After extensively checking the design and triple-checking every detail, I finally ordered a small batch of PCBs. While waiting for those to arrive, I also ordered a GPU, power supply, and case to assemble a complete system.

Testing and Assembly

When the PCBs arrived, I set up a test bench and began validation. Despite a few minor setbacks, the board worked on the first try—mostly. I started conservatively, testing with a network card before risking my new GPU. Once that worked successfully, I followed Jeff's instructions to compile a new kernel with the necessary AMD driver fixes.

With the GPU test successful, I was ready to assemble everything into the final case.

Build Process

Installing the Compute Module: The first step involves inserting the Raspberry Pi Compute Module 5 (8GB RAM, 32GB storage) into its socket—firmly but carefully. After securing it with washers, I applied the thermal interface material, attached the heatsink, and secured it with the provided screws.

Power Supply Installation: I chose the BeQuiet SFX Power 3 for this build. The case required removing the power supply bracket, mounting the PSU with the case screws, connecting the extension lead, and reinstalling the bracket with the power supply attached.

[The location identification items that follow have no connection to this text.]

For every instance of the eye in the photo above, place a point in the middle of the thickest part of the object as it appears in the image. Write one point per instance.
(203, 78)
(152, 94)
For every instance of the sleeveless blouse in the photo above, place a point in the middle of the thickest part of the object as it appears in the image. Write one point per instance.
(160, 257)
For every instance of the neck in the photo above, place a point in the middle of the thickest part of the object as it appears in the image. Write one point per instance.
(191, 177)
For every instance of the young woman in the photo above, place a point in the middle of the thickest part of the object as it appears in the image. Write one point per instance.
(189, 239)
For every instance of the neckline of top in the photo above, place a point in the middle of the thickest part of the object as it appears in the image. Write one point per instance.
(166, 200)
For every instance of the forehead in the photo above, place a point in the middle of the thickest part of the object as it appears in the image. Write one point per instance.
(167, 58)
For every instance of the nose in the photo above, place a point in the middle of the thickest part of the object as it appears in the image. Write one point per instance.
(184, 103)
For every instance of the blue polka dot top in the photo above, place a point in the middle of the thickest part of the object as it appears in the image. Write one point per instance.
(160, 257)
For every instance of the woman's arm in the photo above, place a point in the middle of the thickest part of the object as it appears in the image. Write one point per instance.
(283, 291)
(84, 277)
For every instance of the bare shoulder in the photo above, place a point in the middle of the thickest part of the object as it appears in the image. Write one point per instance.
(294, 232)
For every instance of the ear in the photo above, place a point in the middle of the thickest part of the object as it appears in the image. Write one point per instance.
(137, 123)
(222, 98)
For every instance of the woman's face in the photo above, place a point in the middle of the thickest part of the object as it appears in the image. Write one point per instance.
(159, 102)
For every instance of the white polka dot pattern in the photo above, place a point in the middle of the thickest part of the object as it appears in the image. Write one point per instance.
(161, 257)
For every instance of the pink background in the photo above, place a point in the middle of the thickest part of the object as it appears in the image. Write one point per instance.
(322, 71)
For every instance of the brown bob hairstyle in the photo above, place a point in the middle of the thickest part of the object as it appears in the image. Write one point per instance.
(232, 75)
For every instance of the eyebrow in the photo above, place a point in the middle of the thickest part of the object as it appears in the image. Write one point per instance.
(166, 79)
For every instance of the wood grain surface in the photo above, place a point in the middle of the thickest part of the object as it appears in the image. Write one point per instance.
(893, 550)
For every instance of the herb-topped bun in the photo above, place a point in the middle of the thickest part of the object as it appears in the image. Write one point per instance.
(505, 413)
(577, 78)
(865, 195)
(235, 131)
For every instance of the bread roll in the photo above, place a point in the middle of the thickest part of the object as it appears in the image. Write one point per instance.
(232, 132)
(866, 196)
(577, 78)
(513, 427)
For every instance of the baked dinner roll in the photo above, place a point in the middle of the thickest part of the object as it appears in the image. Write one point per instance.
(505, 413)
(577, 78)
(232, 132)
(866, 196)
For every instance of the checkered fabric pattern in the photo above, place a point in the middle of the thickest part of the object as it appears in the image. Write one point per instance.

Motherboard Integration: With the four corner screws in place, I connected the fan header, front panel I/O, and ATX power connector to complete the motherboard installation.

GPU Installation: For the graphics card, I selected an AMD 7800 XT. After removing the rear faceplates (and unfortunately cutting myself in the process), I installed the GPU using a riser cable configuration. Pro tip: insert cables before screws for easier access—unlike what I did in my somewhat chaotic assembly footage.

Results

The finished system looks like a standard Mini-ITX build (minus the missing I/O plate), but when powered on, it boots into Raspberry Pi OS. Following Jeff's tutorial, I installed the necessary drivers, kernels, and llama.cpp.

The performance results were impressive: I achieved 12-14 tokens per second on a 14B model, which provides excellent responsiveness for local AI applications.

What's Next

I now have a fully functional Mini-ITX Compute Module 5 board with discrete graphics capability, perfect for running large language models locally. In upcoming content, I'll explore setting up Home Assistant integration, experimenting with different AI personalities, and other exciting applications.

The Sanctuary System Sentinel Core represents more than just a hardware achievement—it's a step toward the vision of accessible, local AI that puts powerful capabilities directly in users' hands, free from the constraints of cloud dependencies and corporate gatekeepers.


This project demonstrates that with determination, careful engineering, and perhaps a touch of Kennedy-inspired ambition, we can build the tools needed for a more open and accessible AI future.